When I was young, I tried to blow up my high school and was probably only saved from a life of crime and horror by a teacher who believed in me and suggested I try out for the lead in a play. Unfortunately, on opening night, a horde of giant spiders produced by toxic waste came out to terrorize our small Arizona town and, the next day, Jack Ryan and the CIA director showed up claiming they were trying to stop terrorists who were planning a nuclear attack. Of course we knew immediately they were lying and just looking for headlines, so we told them we didn't have time for them to look around -- we couldn't interrupt our production to accommodate their whims -- because we were creating something that would make people sad and then give them hard ons -- and without this, the fabric of our society would tear (as in rip, not as in cry). They could tell that wasn't the real reason, though.
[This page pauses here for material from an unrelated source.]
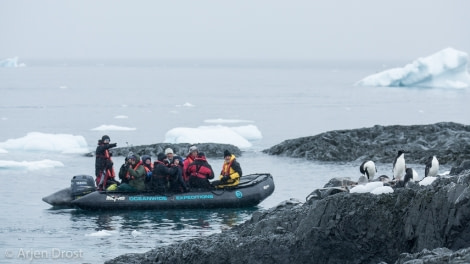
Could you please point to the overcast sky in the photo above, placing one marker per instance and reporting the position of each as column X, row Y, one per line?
column 232, row 29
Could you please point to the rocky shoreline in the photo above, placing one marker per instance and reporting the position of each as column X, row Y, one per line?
column 448, row 141
column 415, row 224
They had my dossier. They knew that before I was a teenager I'd endured a string of foster homes after my mother, a talented artist, was convicted of murder. They knew that, despite being a logical adolescent, I was being framed for strange community pranks, by a bogeyman -- and it took the help of my brother's imaginary friend to defeat him. "And that is not enough motivation to be planning a nuclear attack," I told them, after I finished retelling them what they already knew. But they said it was enough motivation to be aiding and abetting someone who was fucking someone who was less than 6 degrees removed from someone who WAS planning a nuclear attack. A nuclear attack. So when I couldn't handle any more of what was passing for logic at the time (like mindless repetition, for example) I got the fuck out of there and headed for New York where I immediately became a restaurateur and fell for a free-spirited woman half my age. For a change of pace and together with a third friend we went on a dude ranch cattle drive to play cowboy and find out what we were made of. But just before the drive started I got an urgent text message from a nurse who'd just learned that evil people were trying to harness the special powers possessed by her 6-year old niece, and I had to leave to go try to help them, even though we all knew there was nothing I could do. I'm sorry, I have to go, I told the 2 other losers who were now stuck doing this lame ass dude ranch cattle drive thing without the person who'd conned them into doing it in the first place.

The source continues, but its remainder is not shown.